Note: If API credentials fail, for example, due to expired credentials, Arctic Wolf will notify you and request a new set of credentials. After receiving refreshed credentials, Arctic Wolf can only retrieve data from the previous 12 hours. Provide refreshed credentials within 12 hours of expiry to ensure complete data polling and coverage. See MDR polling frequency for more information.

  1. Sign in to the Arctic Wolf Unified Portal.

  2. In the menu bar, click Telemetry Management > Connected Accounts.

  3. Click Add Account +.

  4. On the Add Account page, from the Account Type list, select Cloud Detection and Response.

  5. From the list of cloud services, select Mimecast.

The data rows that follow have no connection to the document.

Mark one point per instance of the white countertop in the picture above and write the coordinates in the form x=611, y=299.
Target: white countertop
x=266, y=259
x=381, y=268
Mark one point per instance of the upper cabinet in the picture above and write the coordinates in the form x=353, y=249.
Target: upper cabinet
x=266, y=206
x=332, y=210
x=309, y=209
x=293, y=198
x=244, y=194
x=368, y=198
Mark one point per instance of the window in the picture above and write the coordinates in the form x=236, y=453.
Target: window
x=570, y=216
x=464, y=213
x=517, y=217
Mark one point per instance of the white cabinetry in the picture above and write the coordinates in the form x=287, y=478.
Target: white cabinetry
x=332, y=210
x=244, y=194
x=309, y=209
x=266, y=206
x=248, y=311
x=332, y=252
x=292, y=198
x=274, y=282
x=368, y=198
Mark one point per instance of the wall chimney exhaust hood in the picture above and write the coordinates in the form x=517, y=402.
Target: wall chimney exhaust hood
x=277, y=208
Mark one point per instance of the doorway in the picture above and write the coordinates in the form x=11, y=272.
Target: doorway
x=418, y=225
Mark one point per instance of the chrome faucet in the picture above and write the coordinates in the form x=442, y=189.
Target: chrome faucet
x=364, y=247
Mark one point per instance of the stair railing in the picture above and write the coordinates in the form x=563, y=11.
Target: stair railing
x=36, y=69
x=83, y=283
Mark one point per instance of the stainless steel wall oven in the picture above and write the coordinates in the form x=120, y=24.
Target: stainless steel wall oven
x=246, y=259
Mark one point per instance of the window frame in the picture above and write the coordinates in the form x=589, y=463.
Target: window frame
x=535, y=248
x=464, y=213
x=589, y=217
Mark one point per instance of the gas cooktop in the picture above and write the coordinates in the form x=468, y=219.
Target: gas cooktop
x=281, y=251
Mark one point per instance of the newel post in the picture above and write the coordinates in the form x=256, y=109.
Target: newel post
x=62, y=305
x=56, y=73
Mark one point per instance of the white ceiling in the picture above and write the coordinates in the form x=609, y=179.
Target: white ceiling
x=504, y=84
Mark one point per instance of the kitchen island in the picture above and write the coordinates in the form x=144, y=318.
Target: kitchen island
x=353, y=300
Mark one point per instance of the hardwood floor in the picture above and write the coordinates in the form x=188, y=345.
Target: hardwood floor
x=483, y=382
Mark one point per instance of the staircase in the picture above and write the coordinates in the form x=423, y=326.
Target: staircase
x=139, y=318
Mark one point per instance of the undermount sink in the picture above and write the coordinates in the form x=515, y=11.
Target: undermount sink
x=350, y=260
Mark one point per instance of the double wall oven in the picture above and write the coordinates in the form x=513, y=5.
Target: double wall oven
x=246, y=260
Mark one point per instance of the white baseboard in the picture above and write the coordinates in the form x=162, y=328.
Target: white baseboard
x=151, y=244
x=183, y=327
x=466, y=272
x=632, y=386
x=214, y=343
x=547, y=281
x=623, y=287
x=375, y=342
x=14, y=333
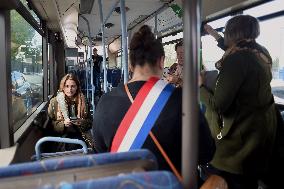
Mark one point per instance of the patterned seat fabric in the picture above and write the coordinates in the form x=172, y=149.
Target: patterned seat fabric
x=69, y=162
x=149, y=180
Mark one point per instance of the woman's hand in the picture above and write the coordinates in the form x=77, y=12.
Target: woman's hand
x=212, y=32
x=67, y=122
x=172, y=79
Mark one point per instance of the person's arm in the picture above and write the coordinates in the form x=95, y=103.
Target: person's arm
x=58, y=126
x=231, y=77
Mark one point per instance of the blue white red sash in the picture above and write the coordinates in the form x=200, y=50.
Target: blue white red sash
x=142, y=115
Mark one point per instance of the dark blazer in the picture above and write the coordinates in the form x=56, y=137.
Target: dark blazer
x=242, y=113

  6. On the Add Account page, complete these steps:

    1. Account Name — Enter a unique and descriptive name for the account.
    2. For each of these fields, paste the appropriate value from Create the API application and Create API keys:
      • Application ID
      • Application Key
      • Access Key
      • Secret Key
    3. From the API base URL list, select the appropriate URL based on the region obtained in Verify Mimecast region.
    4. Credential Expiry — (Optional) Enter the expiration date if the credentials have an expiry date.

  7. Click Test and Submit Credentials.

    After your Concierge Security® Team (CST) enables security monitoring for this account, the connected account status changes to Healthy.

MDR polling frequency

Arctic Wolf® Managed Detection and Response (MDR) polls third-party API integrations at regular intervals. Time-based events are polled with a delay to make sure data is available within the third-party API endpoint. For new deployments, after the API integration is successfully configured with the necessary credentials, Arctic Wolf begins polling and reviewing activity from approximately 1 hour prior to configuration success.